Marketers can use video for several strategies, even for advertising. Here are some types of marketing videos any business can make in 2019:
- How-to videos
- Product walkthroughs
- Influencer interviews
- Customer testimonials
- Behind the scenes videos (such as employee and brand stories)
- Company culture videos
- Event videos
Of course, one of the easiest ways to do video marketing is to use a webcam. More and more brands are posting interviews, call-outs, and general questions to social media using video.
(Image Source: LinkedIn)
This type of humanized marketing isn’t just more likely to get shares, likes, and comments. It can do wonders for a brand’s image and help businesses establish themselves as influencers in their market.
7. Next-Generation SEO
In July of 2018, Google rolled out its “PageSpeed” update. This is just one in a long line of search algorithm updates that have kept digital marketers on their toes.
For example, Google now understands user intent better than ever before. Its algorithms can input the user’s context, such as the user’s location, search history, and other information, into the search equation. That’s why when you search, “Chinese restaurants” in New York, you don’t get a list of every Chinese restaurant in the United States.
With the latest update, Google says it will prioritize fast-loading websites over slow-loading ones when ranking them in search results.
(Image Source: developers.google.com)
Small businesses are particularly vulnerable to this change. They may host their websites in shared server environments that have limited resources. They don’t have the same web development resources that the big guys do, either.
One 2016 survey found that only 21% of small businesses planned on improving their website’s performance that year.
In addition to Google’s updated algorithms, the way people search has also changed. More people are using mobile phones to search than ever before. For many people, their smartphone is their most important tool for getting online.
Local search and image search have also become important factors for marketers to consider. 30% of all mobile searches are related to location and 46% of all Google searches are local.
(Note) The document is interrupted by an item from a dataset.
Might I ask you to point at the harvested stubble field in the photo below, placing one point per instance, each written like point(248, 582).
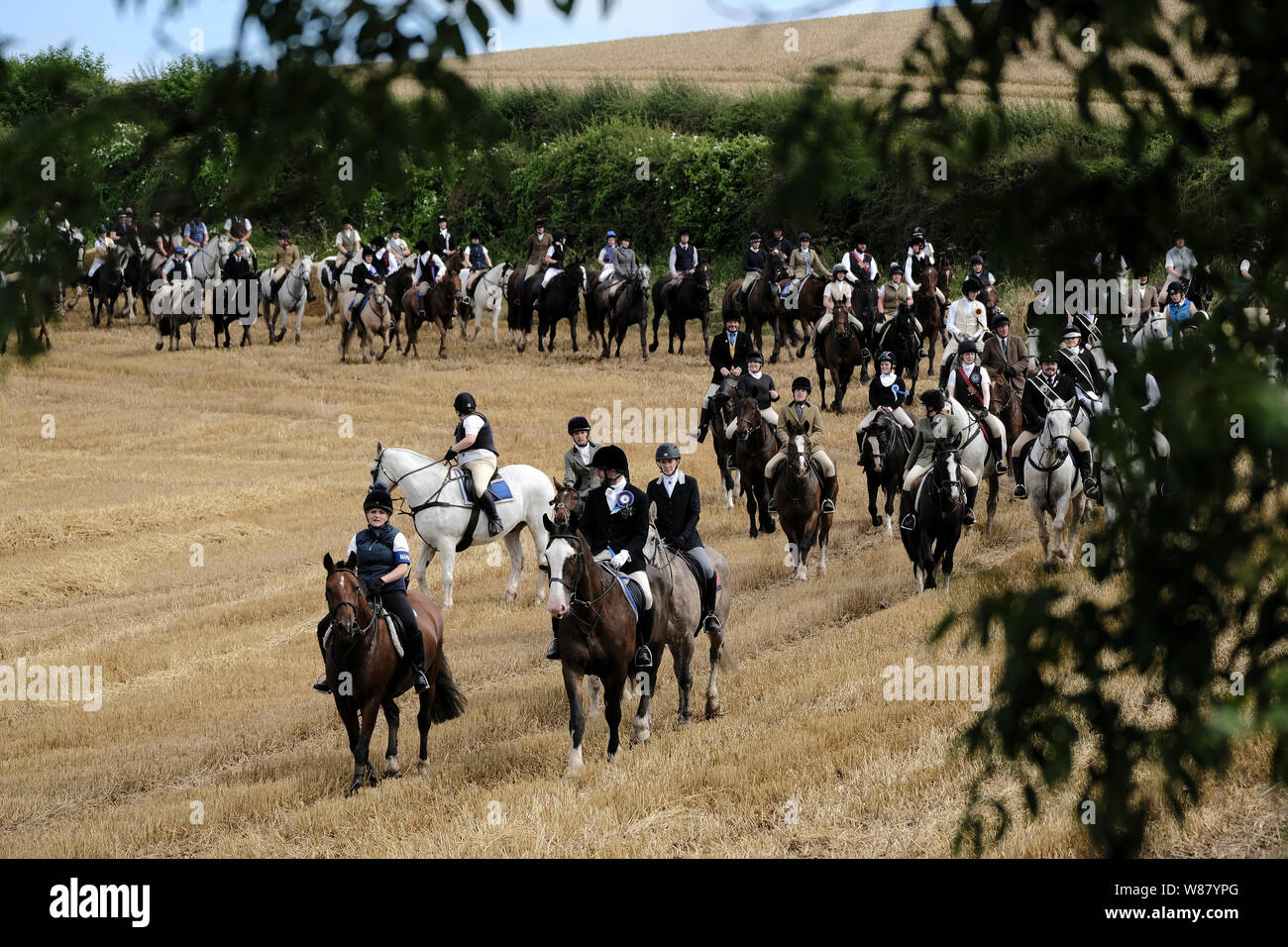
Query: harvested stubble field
point(207, 669)
point(867, 50)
Businesses that cater to a local customer base should focus extensively on their local SEO strategy in 2019.
According to one 2017 report, 27% of all searches across the 10 major search sites were for images.
To optimize for search in 2019, businesses should do the following:
- Create pages with the user in mind, not the search engine
- Prioritize an easy user experience
- Integrate different types of media into each page
- Implement a white hat backlinking strategy
- Optimize every page for load speed
- Use schema markup
- Use a sitemap
- Focus on video
- Create more long-form written content
- Optimize for local search
Any business that generates a large portion of its revenue through search engine results pages (SERPs) can’t afford to neglect these tactics in 2019.
Preparing for the changing digital marketing landscape
Whether you’re feeling left behind or you’re about to implement the next big marketing innovation, one thing is for sure: Businesses can’t afford to stop developing new capabilities for marketing and their operations.
According to Statista, 48% of small businesses, a majority, focused their digital investments on upgrading software and computer systems in 2017. While software investments can make a difference, only 15% of small businesses chose to introduce marketing automation in 2017.
To compete in 2019, you’ll need to harness the tools that make your marketing engine leaner and more efficient. Whether you’re interested in AI or new personalization tools, stay focused on the marketing innovations that matter most in your industry.
Guest author: Richard Fong is the founder and CEO of BlissDrive.com, a Los Angeles-based SEO company.